Afforestation vital in making Africa climate resilient, pandemic ready
Tuesday April 28 2020
The baobab’s fruit, seeds and leaves have been used for millennia across Africa for food, oil and bark.
More recently, the powder has found its way in European and American health stores as a super food.
Science has shown that the powder is rich in micronutrients, vitamins and polyphenols—all of which are great for boosting ones’ immunity. The baobab oil is now a sought after product because of its anti-aging properties.
And here is the catch: The flowers of the baobab tree are pollinated primarily by bats. The very animal suspected of potentially carrying the deadly corona virus (still to be scientifically proven). And this is not the only tree that bats depend on but entire forest landscapes where they thrive, feed and breed.
These same bats have recently been subject of intensive research by Kenyan scientists from the National Museums of Kenya (NMK) and Jomo Kenyatta University of Science and Technology.
They are exploring the nexus between bat migrations, roosting spots and viral diseases. Using microchips, they have tracked bats migrating from Kenya to Zambia and further into the Democratic Republic of Congo.
On their way back, the bats made pit stops in parts of Tanzania, Malawi and Uganda before returning to Kenya. And throughout these extensive travels—a mean migratory distance of 860 kilometers—the researchers noticed a pattern: Bats were coming closer to humans than ever before.

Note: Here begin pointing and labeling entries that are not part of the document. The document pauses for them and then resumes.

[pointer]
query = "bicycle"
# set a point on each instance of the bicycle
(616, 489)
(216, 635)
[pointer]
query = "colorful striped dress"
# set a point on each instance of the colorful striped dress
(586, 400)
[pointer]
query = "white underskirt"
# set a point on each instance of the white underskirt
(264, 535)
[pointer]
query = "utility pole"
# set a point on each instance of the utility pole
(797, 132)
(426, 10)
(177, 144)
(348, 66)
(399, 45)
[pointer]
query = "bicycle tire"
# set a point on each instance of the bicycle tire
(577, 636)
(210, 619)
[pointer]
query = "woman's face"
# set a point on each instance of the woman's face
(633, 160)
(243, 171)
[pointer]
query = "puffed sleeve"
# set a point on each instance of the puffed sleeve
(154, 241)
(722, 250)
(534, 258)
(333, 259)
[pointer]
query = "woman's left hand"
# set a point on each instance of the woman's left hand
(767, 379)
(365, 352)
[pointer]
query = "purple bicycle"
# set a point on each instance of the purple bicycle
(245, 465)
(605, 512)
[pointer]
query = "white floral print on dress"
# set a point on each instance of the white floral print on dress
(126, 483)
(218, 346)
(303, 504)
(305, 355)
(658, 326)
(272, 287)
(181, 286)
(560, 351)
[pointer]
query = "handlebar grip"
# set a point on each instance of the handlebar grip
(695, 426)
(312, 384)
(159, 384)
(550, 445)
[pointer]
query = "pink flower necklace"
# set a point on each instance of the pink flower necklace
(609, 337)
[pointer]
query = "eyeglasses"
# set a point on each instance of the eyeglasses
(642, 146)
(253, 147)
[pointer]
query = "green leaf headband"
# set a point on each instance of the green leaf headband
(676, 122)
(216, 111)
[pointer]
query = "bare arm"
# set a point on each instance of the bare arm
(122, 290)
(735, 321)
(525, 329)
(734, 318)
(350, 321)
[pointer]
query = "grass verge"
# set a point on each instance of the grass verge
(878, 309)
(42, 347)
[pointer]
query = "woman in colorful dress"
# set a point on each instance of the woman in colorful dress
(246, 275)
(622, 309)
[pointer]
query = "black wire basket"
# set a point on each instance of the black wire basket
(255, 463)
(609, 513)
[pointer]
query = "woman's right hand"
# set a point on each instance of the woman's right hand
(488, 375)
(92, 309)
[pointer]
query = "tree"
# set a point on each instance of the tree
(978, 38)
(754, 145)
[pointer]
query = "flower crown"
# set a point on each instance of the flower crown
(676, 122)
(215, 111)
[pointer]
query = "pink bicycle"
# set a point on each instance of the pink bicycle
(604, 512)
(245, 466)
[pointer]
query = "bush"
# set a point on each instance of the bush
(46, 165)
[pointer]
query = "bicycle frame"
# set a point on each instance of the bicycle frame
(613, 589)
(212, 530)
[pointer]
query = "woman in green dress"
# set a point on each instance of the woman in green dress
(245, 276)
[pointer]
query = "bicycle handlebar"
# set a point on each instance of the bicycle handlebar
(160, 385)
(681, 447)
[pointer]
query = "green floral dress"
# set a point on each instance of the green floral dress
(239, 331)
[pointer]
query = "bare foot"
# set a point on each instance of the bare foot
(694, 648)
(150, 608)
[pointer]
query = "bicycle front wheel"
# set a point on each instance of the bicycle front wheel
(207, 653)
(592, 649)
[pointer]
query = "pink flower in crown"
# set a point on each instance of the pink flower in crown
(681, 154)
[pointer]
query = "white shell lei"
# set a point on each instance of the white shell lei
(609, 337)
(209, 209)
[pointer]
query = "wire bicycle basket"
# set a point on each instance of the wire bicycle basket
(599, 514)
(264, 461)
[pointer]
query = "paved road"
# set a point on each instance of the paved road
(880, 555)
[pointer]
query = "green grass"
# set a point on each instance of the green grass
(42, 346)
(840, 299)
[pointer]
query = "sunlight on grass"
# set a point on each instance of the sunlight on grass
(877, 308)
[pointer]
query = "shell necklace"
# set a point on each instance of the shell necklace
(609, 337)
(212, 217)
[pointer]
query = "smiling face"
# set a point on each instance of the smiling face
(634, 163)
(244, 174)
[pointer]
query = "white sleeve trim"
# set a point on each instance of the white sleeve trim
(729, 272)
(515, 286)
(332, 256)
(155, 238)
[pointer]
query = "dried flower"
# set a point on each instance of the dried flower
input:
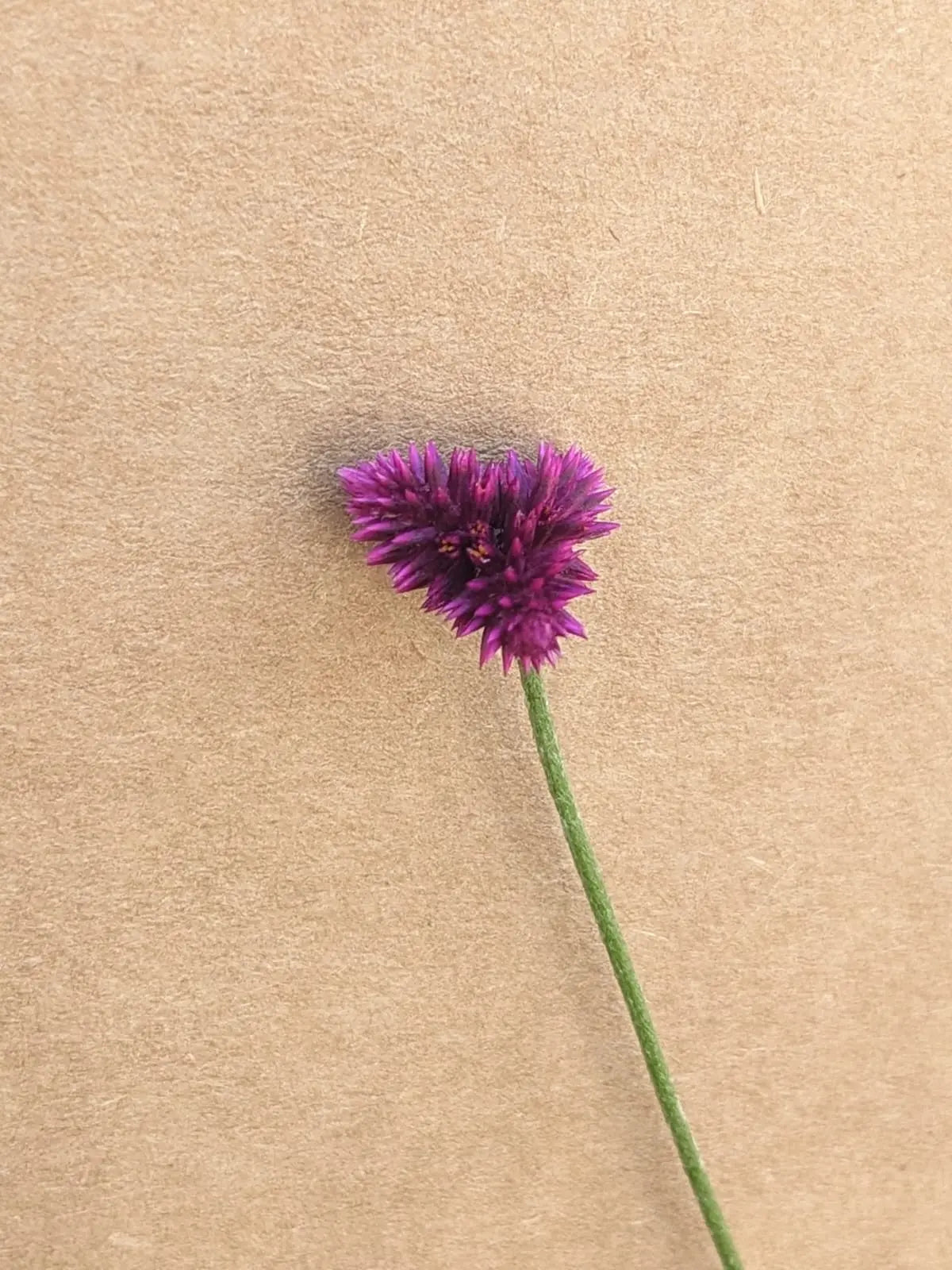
(495, 544)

Many bats have found their way to our settlements, from roosting in Nairobi’s buildings to Mombasa’s trees. They are not moving in because they like us, but because we have destroyed their homes—the forests in which they forage, breed, and raise their young. And there may be a price to pay for this close proximity.

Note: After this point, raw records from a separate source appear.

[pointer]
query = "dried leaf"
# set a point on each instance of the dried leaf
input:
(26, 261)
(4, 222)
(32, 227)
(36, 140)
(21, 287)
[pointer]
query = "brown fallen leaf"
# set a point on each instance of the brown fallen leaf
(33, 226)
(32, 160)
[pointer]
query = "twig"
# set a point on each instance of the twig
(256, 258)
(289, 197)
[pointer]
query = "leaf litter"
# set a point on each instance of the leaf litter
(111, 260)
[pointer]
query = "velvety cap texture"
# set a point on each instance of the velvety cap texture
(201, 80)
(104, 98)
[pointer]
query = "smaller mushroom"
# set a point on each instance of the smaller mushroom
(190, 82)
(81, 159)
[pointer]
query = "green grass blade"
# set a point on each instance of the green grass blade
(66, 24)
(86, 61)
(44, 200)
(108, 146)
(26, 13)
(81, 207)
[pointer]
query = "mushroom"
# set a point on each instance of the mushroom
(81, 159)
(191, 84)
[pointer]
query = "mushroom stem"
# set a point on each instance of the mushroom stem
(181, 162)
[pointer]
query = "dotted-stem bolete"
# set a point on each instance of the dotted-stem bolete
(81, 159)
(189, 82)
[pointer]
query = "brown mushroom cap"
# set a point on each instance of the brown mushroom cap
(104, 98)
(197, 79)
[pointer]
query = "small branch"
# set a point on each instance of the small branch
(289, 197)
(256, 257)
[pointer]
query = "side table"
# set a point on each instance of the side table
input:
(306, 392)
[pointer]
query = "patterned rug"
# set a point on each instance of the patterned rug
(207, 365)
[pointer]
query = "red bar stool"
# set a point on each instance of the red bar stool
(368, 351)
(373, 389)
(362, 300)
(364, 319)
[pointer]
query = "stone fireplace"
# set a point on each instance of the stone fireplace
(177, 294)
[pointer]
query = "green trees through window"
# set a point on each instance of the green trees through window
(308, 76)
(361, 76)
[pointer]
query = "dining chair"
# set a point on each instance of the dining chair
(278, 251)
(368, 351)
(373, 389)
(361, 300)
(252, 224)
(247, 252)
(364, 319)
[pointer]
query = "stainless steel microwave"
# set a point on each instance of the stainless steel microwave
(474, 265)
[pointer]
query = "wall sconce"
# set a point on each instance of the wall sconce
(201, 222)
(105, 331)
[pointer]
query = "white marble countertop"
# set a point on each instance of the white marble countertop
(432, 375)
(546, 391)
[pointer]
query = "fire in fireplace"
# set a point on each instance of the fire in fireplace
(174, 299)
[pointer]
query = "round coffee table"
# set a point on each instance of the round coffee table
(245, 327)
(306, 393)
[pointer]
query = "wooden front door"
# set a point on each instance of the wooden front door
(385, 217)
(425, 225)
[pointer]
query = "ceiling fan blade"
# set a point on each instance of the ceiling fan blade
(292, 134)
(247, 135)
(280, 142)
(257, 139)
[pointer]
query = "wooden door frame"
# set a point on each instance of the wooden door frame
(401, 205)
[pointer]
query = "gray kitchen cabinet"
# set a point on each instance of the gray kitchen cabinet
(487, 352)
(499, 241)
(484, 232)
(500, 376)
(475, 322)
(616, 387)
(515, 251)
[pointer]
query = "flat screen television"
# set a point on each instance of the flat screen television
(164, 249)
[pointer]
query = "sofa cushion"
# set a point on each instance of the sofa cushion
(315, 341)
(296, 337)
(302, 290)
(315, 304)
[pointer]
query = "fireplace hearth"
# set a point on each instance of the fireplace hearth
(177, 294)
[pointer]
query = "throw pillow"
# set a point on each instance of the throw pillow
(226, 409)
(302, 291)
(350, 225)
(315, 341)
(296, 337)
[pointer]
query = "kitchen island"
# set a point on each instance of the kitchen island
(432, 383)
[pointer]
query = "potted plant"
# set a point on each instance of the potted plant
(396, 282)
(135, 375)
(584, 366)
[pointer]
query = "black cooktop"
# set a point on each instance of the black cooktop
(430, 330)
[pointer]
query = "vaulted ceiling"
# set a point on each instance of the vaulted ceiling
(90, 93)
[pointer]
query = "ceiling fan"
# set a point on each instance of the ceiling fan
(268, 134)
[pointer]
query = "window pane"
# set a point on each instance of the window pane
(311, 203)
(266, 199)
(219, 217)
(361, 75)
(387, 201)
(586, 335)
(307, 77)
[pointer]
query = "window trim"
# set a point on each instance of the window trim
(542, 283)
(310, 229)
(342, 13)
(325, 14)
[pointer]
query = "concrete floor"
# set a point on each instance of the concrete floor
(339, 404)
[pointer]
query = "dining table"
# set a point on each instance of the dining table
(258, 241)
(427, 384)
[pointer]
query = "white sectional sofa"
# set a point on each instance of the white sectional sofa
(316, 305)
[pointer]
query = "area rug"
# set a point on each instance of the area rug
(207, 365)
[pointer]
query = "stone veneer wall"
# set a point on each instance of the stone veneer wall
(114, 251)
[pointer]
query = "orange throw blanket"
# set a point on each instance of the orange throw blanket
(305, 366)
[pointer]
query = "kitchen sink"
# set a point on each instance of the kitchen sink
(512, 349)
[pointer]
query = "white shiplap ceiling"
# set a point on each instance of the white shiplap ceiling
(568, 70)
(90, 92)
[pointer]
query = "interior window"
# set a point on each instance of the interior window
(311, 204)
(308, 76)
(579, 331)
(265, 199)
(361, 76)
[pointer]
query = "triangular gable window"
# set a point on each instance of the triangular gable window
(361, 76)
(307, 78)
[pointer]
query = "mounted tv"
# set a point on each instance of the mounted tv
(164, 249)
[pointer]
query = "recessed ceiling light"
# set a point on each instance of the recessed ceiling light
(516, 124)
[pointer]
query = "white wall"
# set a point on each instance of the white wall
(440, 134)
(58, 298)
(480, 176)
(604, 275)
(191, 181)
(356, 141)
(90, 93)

For just as the virus that causes Covid-19 is believed to have originated in a bat, these bats, too, are reservoirs of virus, including coronavirus, which fall with their droppings onto the ground.
There is only one reasonable solution to protect human health from potential new infectious transmitted by these bats: Restoration of the forest areas they called home.
In November 2017, Mombasa witnessed a strange phenomenon: The local recreational park, Uhuru Garden, was overtaken by at least 3,000 roosting bats. The arrival of these mammalian guests did not happen within a single day but over time.
Deforestation in the forest landscapes such as the Sacred Kaya Forests and others around Mombasa, Malindi and Kilifi, drove these animals closer to human settlements.
Coincidentally, as the bats made a feast of the fruits in Mombasa’s Uhuru Garden, a group of Kenyan and Chinese scientists were busy at work trying to understand them.
Their paper, published in 2017, raised alarms, documenting the potentially deadly cocktail of viruses carried by these bats, and their presence. Bats do immense good as they crisscross Africa.
In their search for food, fruit bats pollinate the very foods that find their way to our plates: mango, banana, guava, cashew and more. As they eat away at the fruits, bats also act as seed dispersers for many other plants making vital contribution to forest regeneration.
In addition to fruit, these bats dine insects (although other bat species are more voracious insect eaters).
But as the fear of disease rises, it is easy to lose sight of this good, and blame the bats, rather than our own destruction of their forest homes.
According to conservationists, the current deforestation rates across Africa are four times the global rates resulting in approximate annual forest loss of about 40,000 square kilometres per year. Sadly, Africa’s problems due to anthropogenic degradation are further compounded by climate change.
March 21 was the International Day of Forests under the theme Forests and Biodiversity: Too Precious to lose. Amid the rising panic of Covid-19, it passed like a whisper.
Coronavirus gives us another reason to rethink how we should manage our forests sustainably.
In Africa, at least, we now have clear evidence that deforestation is closing the “social distance” between bats and people. And that is dangerous.
Although some may react to this situation by wanting to eradicate bats, that would be a mistake. As seen above, they play a vital role in pollinating our fruit and controlling insect pests.
Dr Musonda Mumba is the chair of Global Partnership for Forest and Landscape Restoration and Head of UNEP’s Terrestrial Ecosystems Unit.